Melissa and her grandparents later moved to Dallas, where Melissa studied at the Southwestern Adventist University, receiving a nursing degree. She met fellow church member Michael Gibson and they both married in July 2016 in Texas. Shortly afterward, the couple settled in Berrien Springs, Michigan, where Gibson attended a seminary following his graduation in theology.

In November 2018, Melissa travelled to Palau along her grandparents and husband, where she was received with honors by chief Salii and the local Adventist community. Before arriving in Palau, Melissa had attended a seminary in Guam, a U.S. territory which saw itself deeply affected by the DePaivas murders. Hirosi, serving life in prison, had become religious over time and wrote several letters to Melissa and her family. He was baptized in prison and asked them to visit him in prison while they were in Palau.

While initially reluctant to visit Hirosi, Melissa went to the prison along with other church missionaries and local officials, including Surangel Whipps Jr. (later President of Palau). She was received by a police officer who had taken care of her when she was rescued in 2003. During the meeting, Hirosi apologized to Melissa and Ruth, and they prayed together.

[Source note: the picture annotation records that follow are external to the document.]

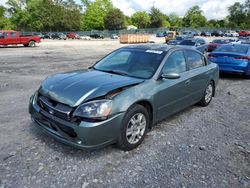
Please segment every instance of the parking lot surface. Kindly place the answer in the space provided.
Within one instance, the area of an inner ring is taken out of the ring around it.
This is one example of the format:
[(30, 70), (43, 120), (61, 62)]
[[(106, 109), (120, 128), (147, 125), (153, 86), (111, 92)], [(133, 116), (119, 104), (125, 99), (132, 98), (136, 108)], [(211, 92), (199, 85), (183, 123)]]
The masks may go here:
[(222, 75), (208, 107), (159, 122), (129, 152), (73, 149), (32, 125), (29, 97), (43, 79), (86, 69), (121, 46), (45, 40), (0, 48), (0, 188), (250, 187), (250, 81), (240, 76)]

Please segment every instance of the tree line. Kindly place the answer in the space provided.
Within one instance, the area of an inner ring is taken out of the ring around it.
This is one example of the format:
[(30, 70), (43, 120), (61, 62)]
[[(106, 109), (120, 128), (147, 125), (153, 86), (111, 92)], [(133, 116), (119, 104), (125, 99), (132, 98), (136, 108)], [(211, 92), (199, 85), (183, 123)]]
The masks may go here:
[[(211, 10), (212, 11), (212, 10)], [(229, 15), (208, 20), (199, 6), (191, 7), (184, 17), (166, 15), (158, 8), (126, 16), (111, 0), (8, 0), (0, 6), (0, 29), (19, 31), (119, 30), (128, 25), (138, 28), (208, 27), (250, 29), (250, 0), (228, 7)]]

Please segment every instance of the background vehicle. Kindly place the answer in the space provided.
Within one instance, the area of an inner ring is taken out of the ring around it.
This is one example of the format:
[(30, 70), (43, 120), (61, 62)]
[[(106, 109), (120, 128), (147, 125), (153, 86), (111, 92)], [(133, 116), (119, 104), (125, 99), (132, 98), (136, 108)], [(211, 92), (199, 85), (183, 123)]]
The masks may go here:
[(110, 38), (111, 38), (111, 39), (118, 39), (119, 36), (118, 36), (117, 34), (112, 34), (112, 35), (110, 36)]
[(156, 37), (164, 37), (164, 34), (162, 32), (156, 33)]
[(165, 42), (167, 43), (168, 41), (174, 39), (176, 36), (176, 31), (169, 31), (165, 35)]
[(44, 39), (51, 39), (53, 33), (43, 33), (43, 38)]
[(39, 36), (41, 39), (44, 39), (44, 35), (42, 33), (32, 33), (33, 36)]
[(44, 80), (29, 112), (35, 126), (68, 145), (94, 149), (116, 143), (132, 150), (156, 122), (197, 103), (209, 105), (218, 77), (218, 66), (197, 50), (127, 46), (88, 71)]
[(240, 31), (239, 32), (239, 36), (241, 37), (247, 37), (247, 36), (250, 36), (250, 31)]
[(185, 39), (189, 39), (189, 38), (186, 36), (183, 36), (183, 35), (178, 35), (173, 40), (168, 41), (167, 44), (168, 45), (178, 45), (178, 44), (180, 44), (180, 42), (182, 42)]
[(91, 37), (91, 38), (94, 38), (94, 39), (104, 39), (104, 36), (103, 36), (103, 35), (97, 34), (97, 33), (91, 34), (90, 37)]
[(224, 34), (226, 37), (238, 37), (239, 34), (236, 31), (226, 31)]
[(91, 40), (90, 36), (87, 36), (87, 35), (82, 35), (82, 36), (80, 36), (80, 39), (83, 39), (83, 40)]
[(218, 46), (221, 46), (222, 44), (228, 44), (228, 43), (229, 43), (229, 40), (227, 40), (227, 39), (215, 39), (208, 44), (207, 51), (212, 52)]
[(194, 38), (195, 34), (196, 34), (195, 31), (184, 31), (184, 32), (182, 32), (182, 35), (184, 35), (184, 36), (186, 36), (188, 38)]
[(18, 45), (34, 47), (36, 43), (40, 43), (39, 36), (22, 36), (19, 32), (13, 30), (0, 30), (0, 45)]
[(250, 76), (250, 45), (225, 44), (209, 54), (209, 60), (219, 65), (221, 72)]
[(202, 38), (186, 39), (181, 41), (178, 46), (193, 48), (203, 54), (207, 52), (208, 48), (206, 41)]
[(59, 40), (66, 40), (67, 39), (67, 36), (63, 33), (53, 33), (51, 35), (51, 38), (54, 40), (54, 39), (59, 39)]
[(209, 31), (202, 31), (200, 36), (211, 37), (211, 33)]
[(222, 31), (214, 30), (214, 31), (211, 33), (211, 36), (212, 36), (212, 37), (223, 37), (223, 36), (224, 36), (224, 33), (223, 33)]
[(66, 36), (69, 39), (79, 39), (79, 35), (76, 33), (68, 33)]

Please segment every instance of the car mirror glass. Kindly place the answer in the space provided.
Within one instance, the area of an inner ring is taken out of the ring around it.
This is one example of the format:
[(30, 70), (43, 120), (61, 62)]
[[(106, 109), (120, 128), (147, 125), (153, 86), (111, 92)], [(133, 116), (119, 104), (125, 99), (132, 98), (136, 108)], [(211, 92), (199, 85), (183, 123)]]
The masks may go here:
[(175, 72), (167, 72), (161, 75), (161, 78), (163, 79), (178, 79), (180, 77), (181, 77), (180, 74), (175, 73)]

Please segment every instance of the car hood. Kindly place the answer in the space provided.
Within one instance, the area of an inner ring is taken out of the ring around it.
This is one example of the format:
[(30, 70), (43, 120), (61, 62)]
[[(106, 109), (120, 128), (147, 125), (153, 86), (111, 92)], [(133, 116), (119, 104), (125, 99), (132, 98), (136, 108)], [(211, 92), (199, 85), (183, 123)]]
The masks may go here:
[(95, 70), (60, 73), (43, 81), (39, 93), (71, 107), (108, 92), (143, 82), (143, 79)]
[(191, 46), (191, 45), (178, 45), (179, 47), (183, 47), (183, 48), (195, 48), (195, 46)]

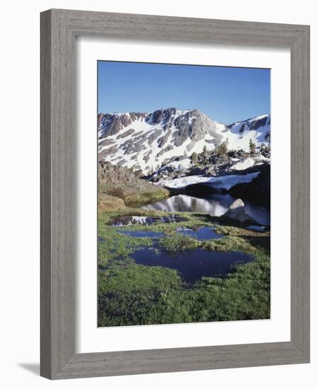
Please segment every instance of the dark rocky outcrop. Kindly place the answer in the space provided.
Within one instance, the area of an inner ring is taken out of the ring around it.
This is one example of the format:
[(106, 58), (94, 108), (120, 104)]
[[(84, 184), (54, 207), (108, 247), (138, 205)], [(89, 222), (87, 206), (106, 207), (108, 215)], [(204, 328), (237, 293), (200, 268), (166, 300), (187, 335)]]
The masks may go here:
[(264, 165), (261, 173), (250, 182), (237, 184), (229, 190), (235, 197), (249, 200), (250, 202), (269, 207), (271, 202), (271, 167)]

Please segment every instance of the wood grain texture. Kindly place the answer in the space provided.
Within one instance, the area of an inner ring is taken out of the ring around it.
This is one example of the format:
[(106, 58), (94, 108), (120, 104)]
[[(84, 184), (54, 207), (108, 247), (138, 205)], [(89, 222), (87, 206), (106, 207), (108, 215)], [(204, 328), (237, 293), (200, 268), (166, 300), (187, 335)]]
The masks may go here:
[[(289, 47), (291, 340), (75, 354), (75, 37)], [(50, 10), (41, 14), (41, 375), (52, 379), (310, 360), (310, 28), (306, 25)]]

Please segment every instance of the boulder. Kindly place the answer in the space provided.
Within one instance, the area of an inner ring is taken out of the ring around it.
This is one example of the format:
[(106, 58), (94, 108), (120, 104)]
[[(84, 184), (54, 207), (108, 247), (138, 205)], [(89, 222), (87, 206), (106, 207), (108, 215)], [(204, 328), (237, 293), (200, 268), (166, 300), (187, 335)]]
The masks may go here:
[(241, 199), (237, 199), (231, 204), (228, 211), (223, 215), (223, 217), (241, 223), (246, 221), (256, 223), (254, 219), (245, 211), (245, 204)]

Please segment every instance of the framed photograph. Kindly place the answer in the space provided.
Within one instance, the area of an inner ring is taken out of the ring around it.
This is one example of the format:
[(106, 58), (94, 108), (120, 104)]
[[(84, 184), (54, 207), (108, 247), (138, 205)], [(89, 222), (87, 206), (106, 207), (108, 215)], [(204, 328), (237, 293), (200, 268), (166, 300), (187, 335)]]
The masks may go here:
[(41, 13), (41, 375), (310, 361), (310, 28)]

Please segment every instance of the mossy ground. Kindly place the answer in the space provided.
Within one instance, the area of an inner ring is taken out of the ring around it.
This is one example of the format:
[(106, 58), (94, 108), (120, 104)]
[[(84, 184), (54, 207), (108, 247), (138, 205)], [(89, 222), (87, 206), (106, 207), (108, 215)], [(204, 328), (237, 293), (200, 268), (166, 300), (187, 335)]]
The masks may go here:
[[(205, 214), (178, 214), (185, 220), (121, 228), (165, 233), (164, 238), (156, 238), (156, 245), (170, 251), (193, 248), (240, 251), (252, 255), (254, 260), (235, 267), (225, 278), (202, 277), (189, 284), (176, 270), (136, 265), (129, 254), (139, 247), (153, 245), (153, 240), (119, 233), (117, 227), (110, 225), (119, 216), (158, 216), (166, 213), (129, 207), (110, 211), (100, 209), (99, 326), (269, 318), (269, 231), (251, 231), (220, 224), (218, 218)], [(224, 237), (199, 241), (175, 233), (177, 227), (203, 226), (215, 227)]]

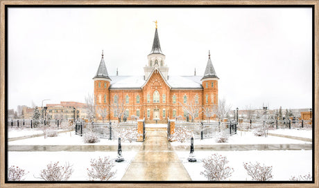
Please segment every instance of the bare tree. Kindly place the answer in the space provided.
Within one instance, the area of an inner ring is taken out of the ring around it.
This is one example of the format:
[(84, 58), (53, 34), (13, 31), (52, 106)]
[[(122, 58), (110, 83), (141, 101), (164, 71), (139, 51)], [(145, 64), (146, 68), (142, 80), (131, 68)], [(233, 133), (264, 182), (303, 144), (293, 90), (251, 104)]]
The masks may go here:
[(109, 111), (107, 111), (106, 106), (98, 106), (96, 112), (101, 115), (102, 118), (102, 122), (104, 123), (104, 120), (106, 118), (107, 115), (109, 115)]
[(96, 109), (94, 100), (92, 95), (87, 94), (85, 97), (85, 110), (89, 118), (89, 121), (92, 122), (95, 118)]
[(219, 121), (223, 121), (223, 120), (227, 116), (231, 105), (226, 104), (226, 100), (223, 98), (222, 100), (218, 100), (218, 105), (214, 106), (212, 111), (216, 115)]
[(126, 109), (124, 104), (125, 102), (122, 100), (121, 102), (113, 102), (110, 106), (111, 111), (114, 113), (114, 116), (117, 115), (119, 118), (119, 122), (121, 122), (122, 117), (125, 115)]
[(194, 104), (192, 102), (190, 102), (187, 104), (182, 104), (180, 102), (180, 105), (182, 105), (182, 109), (187, 112), (187, 115), (191, 115), (191, 122), (194, 122), (195, 118), (197, 118), (200, 114), (200, 111), (201, 110), (201, 106), (199, 104)]

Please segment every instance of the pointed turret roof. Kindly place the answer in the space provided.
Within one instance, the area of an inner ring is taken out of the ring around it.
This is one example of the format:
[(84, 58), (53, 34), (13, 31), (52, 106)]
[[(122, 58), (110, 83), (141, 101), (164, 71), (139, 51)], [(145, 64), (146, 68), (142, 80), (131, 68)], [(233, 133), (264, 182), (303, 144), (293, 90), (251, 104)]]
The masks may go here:
[(154, 41), (153, 41), (152, 50), (150, 51), (150, 54), (153, 54), (153, 53), (163, 54), (161, 50), (161, 45), (160, 44), (160, 38), (158, 37), (157, 28), (156, 28), (155, 29), (155, 35), (154, 36)]
[(202, 77), (202, 79), (208, 78), (208, 77), (218, 78), (215, 72), (215, 69), (214, 68), (213, 63), (212, 63), (212, 60), (210, 59), (210, 51), (208, 53), (207, 65), (206, 65), (206, 69), (205, 70), (204, 76)]
[(104, 57), (103, 57), (103, 51), (102, 50), (102, 58), (101, 59), (100, 66), (98, 66), (98, 71), (95, 75), (94, 78), (105, 78), (111, 79), (109, 77), (107, 73), (107, 70), (106, 69), (105, 63), (104, 62)]

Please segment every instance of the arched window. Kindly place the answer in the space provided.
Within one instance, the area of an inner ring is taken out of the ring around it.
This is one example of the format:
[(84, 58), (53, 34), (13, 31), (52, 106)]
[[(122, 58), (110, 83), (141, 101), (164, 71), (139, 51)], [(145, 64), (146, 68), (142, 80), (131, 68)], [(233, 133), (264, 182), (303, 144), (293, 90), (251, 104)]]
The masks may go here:
[(136, 103), (139, 103), (139, 95), (136, 96)]
[(153, 102), (160, 102), (160, 93), (157, 91), (154, 91), (154, 93), (153, 93)]

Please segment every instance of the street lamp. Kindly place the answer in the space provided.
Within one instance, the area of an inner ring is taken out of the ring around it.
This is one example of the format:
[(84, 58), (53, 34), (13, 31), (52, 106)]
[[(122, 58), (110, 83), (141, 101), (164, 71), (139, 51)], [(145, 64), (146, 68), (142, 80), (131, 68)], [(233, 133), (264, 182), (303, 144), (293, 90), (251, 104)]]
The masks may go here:
[(238, 124), (238, 107), (236, 109), (236, 110), (237, 111), (237, 124)]
[(234, 110), (234, 122), (235, 121), (235, 110)]

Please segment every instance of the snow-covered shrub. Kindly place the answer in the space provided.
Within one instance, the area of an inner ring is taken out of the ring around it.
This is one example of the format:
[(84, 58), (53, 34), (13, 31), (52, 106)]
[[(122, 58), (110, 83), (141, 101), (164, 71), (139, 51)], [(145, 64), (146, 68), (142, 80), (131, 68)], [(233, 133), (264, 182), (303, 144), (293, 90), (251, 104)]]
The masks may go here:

In March 2022, a documentary titled Return to Palau premiered in Palau, with thousands of attendees, including President Whipps Jr., as well as traditional chief Salii and former president Remengesau. Before her second visit to the country, President Whipps declared Melissa and the DePaivas a "family of Palau." It was featured at Andrews University in April 2022.

Melissa's grandparents, Ruth and Itamar, died in 2023 and 2025, respectively.